What is the point of trying, or being motivated, or putting in effort, when all life will eventually become extinct and the universe will become a cold, dark, empty abyss?
>>7768784
We don't know that anon, it's all highly speculative. Astrophysics is basically popsci at this point.
>>7768794
>astrophysics is basically popsci
Somebody sounds jealous that their science has no predictive power over the entire universe.
>>7768784
Oh don't worry--your consciousness will expire long before that happens.
>>7768784
What's the point of not trying?
What if our universe is artificially created by some hyperbeings and this is an experiment or test to see if we can stop that from happening?
>>7768801
There are currently phenomena in the observable universe that we can only explain by inference. The great attractor is one of these. Until we are able to determine wtf this is, and examining wtf is repulsing some superclusters then speculating on how the universe will "die" is pointless (pun intended).
>>7768784
Would you rather be browsing /sci/ right now, or in a cave somewhere, cold, cooking meat that you hunted for on a fire? Thank the people who put in effort, it makes lives better.
you're here, why not have fun with it?
>What is the point of trying, or being motivated, or putting in effort, when all life will eventually become extinct and the universe will become a cold, dark, empty abyss?
Because people all over the world are suffering on a massive scale right now. What happens in 10^100 years is none of our concern.

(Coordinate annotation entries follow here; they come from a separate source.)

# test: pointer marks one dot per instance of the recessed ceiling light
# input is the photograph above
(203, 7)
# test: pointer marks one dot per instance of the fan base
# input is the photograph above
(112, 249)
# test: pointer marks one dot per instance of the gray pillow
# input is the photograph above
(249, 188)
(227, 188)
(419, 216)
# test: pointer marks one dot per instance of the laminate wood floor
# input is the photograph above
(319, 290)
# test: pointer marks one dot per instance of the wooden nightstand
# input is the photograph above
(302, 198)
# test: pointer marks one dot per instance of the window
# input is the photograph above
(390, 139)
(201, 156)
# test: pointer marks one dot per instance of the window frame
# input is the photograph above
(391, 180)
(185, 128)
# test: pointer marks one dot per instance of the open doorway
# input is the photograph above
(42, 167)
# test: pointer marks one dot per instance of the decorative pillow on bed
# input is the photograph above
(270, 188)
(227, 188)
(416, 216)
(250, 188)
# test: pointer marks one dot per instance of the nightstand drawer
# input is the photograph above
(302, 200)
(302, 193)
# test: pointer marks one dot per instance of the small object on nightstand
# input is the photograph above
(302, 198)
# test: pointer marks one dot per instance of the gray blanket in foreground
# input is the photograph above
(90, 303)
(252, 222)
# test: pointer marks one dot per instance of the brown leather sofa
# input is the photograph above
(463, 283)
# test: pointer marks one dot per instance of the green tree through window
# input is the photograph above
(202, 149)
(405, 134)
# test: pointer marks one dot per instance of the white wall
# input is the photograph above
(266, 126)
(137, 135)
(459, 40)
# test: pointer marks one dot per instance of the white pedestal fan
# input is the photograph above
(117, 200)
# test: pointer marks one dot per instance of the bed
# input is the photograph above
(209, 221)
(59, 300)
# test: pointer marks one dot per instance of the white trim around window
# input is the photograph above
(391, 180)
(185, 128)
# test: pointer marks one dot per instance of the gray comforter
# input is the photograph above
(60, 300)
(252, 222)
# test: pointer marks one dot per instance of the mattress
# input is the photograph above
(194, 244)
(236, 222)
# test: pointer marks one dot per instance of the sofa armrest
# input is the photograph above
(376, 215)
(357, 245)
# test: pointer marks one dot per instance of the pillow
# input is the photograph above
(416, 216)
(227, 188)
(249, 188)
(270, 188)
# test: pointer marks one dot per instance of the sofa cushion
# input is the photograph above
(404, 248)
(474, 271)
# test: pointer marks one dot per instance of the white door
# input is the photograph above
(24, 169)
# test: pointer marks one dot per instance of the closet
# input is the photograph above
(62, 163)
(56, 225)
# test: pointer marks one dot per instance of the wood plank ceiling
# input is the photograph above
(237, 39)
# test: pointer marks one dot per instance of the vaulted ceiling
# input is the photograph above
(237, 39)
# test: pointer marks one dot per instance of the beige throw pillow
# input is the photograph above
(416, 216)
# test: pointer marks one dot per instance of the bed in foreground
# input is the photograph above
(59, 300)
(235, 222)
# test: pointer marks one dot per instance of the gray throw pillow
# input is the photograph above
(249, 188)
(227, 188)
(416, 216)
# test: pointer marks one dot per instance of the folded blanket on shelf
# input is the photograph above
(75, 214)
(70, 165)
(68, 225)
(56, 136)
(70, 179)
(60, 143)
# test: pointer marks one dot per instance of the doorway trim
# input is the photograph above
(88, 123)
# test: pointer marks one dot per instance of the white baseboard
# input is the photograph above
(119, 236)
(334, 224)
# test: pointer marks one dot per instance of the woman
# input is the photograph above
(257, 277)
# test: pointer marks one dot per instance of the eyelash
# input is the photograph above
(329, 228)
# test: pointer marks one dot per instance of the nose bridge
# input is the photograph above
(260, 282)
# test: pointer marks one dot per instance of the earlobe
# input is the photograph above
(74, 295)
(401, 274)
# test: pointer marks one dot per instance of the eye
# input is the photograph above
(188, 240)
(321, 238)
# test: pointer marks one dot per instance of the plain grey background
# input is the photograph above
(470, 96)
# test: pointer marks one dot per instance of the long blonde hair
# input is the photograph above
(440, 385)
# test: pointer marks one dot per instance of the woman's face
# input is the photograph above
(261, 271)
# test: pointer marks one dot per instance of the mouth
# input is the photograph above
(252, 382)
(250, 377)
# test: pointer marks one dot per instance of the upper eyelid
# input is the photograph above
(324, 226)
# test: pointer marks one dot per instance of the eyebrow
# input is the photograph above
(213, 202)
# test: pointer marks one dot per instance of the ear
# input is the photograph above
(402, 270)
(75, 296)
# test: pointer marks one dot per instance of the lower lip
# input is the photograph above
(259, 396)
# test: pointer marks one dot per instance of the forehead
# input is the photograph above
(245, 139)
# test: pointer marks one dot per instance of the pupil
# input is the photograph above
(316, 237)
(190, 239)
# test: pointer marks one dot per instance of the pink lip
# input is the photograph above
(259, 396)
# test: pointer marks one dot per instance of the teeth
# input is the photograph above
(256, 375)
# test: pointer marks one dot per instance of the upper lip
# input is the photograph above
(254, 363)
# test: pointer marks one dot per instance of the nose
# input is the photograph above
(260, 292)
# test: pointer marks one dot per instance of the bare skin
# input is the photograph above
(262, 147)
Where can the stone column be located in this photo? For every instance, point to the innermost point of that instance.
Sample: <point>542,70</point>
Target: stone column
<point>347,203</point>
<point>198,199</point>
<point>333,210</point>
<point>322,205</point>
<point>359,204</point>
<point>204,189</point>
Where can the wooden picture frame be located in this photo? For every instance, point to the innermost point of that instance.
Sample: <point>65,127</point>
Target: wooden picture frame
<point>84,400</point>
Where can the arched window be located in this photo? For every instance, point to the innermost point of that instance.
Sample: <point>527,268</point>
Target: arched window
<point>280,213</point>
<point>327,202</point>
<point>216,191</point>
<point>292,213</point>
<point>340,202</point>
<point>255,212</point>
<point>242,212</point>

Let's say Grandma has alzheimers. Are you too much of a nihilistic faggot to save her? I sure hope not.
>>7768784
Looking at the given fate of what is uncertain is devoid of consideration of the means. A person really has no means to validate the given conjecture of a potential heat death, unless given to the prerequisite of genuine knowledge of physics to infer such. Most theologians resolve this by the presence of a deity which goes beyond the scope of what is only reducible to the definitions of thought in compliments to what is given in the real world we sympathetically coexist in. The greeks posited a thing know as metempsychosis, and Plato offered a dialog which is known as the Form of the Good. There's a non-human order in nature which draws forth consciousness from a chaotic state the proceeds our apprehension of substance. Nature may have no definitive formality in terms to what we are knowing of, but to may offer us a comprehension or lack thereof of something either quoted to be 'eternal' or 'ceasing'. Buddah spoke of a middle path between these two qualities, and Jesus stated before Pilate, "My kingdom is not of this world."
Hopefully this may offer a reason to why many people pursue academia as a means to demonstrate the world and make greater our pool of knowledge.
>>7768794
>being this butthurt
what if we could create every element from "zero" and we could make our own star , and our own planet?